[j-nsp] MX304 Port Layout

Fri Jun 9 12:24:47 EDT 2023

Not sure, but anything shipped before May most likely would be affected, if not into May a bit.   Since we were one of the first if not the first customer to get the fixed applied to the equipment we got at the end of March.   

We never knew the real root cause outside that when it happened the primary RE would lock up-sold and not respond to any command or input or allow access to any management port and there were no crash dumps or logs.  The Backup RE would NOT Take over and get stuck in a loop trying to take over the mastership, but the backup RE would still respond to management, but even a reboot of it would not allow it to take mastership.   The only solution was a full power plug removal or RE removal from the chassis for a power reset.   But they were able to find this in the lab at Juniper right after we reported it and they worked on a fix and got it to use about 1.5 weeks later.    We got lucky in that one of the 3 boxes would never last more than 6 hours after a reboot before the lockup of the master RE  (No matter if it was RE0 or RE1 as master)  The other 2 boxes could go a week or more before locking up.   So we were a good test to see if the fixed work since in the lab it would take up to 8 days before locking up.

FYI:  The one that would lock up inside 6 hours was our spare and had no traffic at all or even a optic plugged into any port and not even test traffic which the other 2 had going.  We did not go into production until 2 weeks after the fix was applied to make sure.

This problem would only surface also if you have more then one RE plugged into the system.  Even if failover was not configured.  It was just the presence of the 2nd RE that would trigger it.   I understand that the engineering team is now fully regressive testing all releases with multiple REs now.  I guess that was not true before we found the bug.

-----Original Message-----
From: juniper-nsp <juniper-nsp-bounces at puck.nether.net> On Behalf Of Mark Tinka via juniper-nsp
Sent: Thursday, June 8, 2023 10:53 PM
To: juniper-nsp at puck.nether.net
Subject: Re: [EXT] [j-nsp] MX304 Port Layout

On 6/9/23 00:03, Litterick, Jeff (BIT) via juniper-nsp wrote:

> The big issue we ran into is if you have redundant REs then there is a super bad bug that after 6 hours (1 of our 3 would lock up after reboot quickly and the other 2 would take a very long time) to 8 days will lock the entire chassis up solid where we had to pull the REs physical out to reboot them.     It is fixed now, but they had to manually poke new firmware into the ASICs on each RE when they were in a half-powered state,  Was a very complex procedure with tech support and the MX304 engineering team.  It took about 3 hours to do all 3 MX304s  one RE at a time.   We have not seen an update with this built-in yet.  (We just did this back at the end of April)

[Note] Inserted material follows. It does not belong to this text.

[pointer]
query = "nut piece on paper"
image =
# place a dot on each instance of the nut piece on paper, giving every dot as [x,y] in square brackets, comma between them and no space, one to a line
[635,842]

Oh dear, that's pretty nasty. So did they say new units shipping today would come with the RE's already fixed?

We've been suffering a somewhat similar issue on the PTX1000, where a bug was introduced via regression in Junos 21.4, 22.1 and 22.2 that causes CPU queues to get filled up by unknown MAC address frames, and are not cleared. It takes 64 days for this packet accumulation to grow to a point where the queues get exhausted, causing a host loopback wedge.

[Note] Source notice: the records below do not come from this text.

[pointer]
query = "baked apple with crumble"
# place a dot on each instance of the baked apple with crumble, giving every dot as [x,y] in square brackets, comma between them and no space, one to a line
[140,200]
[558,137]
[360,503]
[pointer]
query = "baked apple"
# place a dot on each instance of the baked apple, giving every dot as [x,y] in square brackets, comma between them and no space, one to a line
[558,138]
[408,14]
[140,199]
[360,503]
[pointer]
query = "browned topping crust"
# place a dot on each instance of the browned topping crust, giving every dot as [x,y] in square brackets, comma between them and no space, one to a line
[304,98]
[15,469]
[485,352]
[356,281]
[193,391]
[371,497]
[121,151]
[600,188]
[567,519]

You would see an error like this in the logs:

<date> <time> <hostname> alarmd[27630]: Alarm set: FPC id=150995048, color=RED, class=CHASSIS, reason=FPC 0 Major Errors <date> <time> <hostname> fpc0 Performing action cmalarm for error /fpc/0/pfe/0/cm/0/Host_Loopback/0/HOST_LOOPBACK_MAKE_CMERROR_ID[1]
(0x20002) in module: Host Loopback with scope: pfe category: functional
level: major
<date> <time> <hostname> fpc0 Cmerror Op Set: Host Loopback: HOST LOOPBACK WEDGE DETECTED IN PATH ID 1  (URI: 
/fpc/0/pfe/0/cm/0/Host_Loopback/0/HOST_LOOPBACK_MAKE_CMERROR_ID[1])
Apr 1 03:52:28  PTX1000 fpc0 CMError: 
/fpc/0/pfe/0/cm/0/Host_Loopback/0/HOST_LOOPBACK_MAKE_CMERROR_ID[3]
(0x20004), in module: Host Loopback with scope: pfe category: functional
level: major

This causes the router to drop all control plane traffic, which, basically, makes it unusable. One has to reboot the box to get it back up and running, until it happens again 64 days later.

The issue is resolved in Junos 21.4R3-S4, 22.4R2, 23.2R1 and 23.3R1.

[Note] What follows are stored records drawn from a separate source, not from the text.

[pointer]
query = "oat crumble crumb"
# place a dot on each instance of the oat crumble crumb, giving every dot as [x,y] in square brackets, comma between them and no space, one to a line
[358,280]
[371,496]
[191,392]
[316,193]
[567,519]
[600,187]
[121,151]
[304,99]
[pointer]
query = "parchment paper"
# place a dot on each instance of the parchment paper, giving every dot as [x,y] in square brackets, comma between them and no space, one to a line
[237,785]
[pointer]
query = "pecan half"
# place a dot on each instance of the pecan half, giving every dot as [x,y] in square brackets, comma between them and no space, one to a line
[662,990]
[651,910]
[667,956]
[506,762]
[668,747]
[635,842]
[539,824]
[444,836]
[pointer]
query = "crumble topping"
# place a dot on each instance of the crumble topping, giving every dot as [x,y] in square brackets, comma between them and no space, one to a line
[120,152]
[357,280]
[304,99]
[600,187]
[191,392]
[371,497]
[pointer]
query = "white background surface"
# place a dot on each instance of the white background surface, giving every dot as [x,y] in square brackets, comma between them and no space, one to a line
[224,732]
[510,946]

However, these releases are not shipping yet, so Juniper gave us a workaround SLAX script that automatically runs and clears the CPU queues before the 64 days are up.

We are currently running Junos 22.1R3.9 on this platform, and will move to 22.4R2 in a few weeks to permanently fix this.

Junos 20.2, 20.3 and 20.4 are not affected, nor is anything after 23.2R1.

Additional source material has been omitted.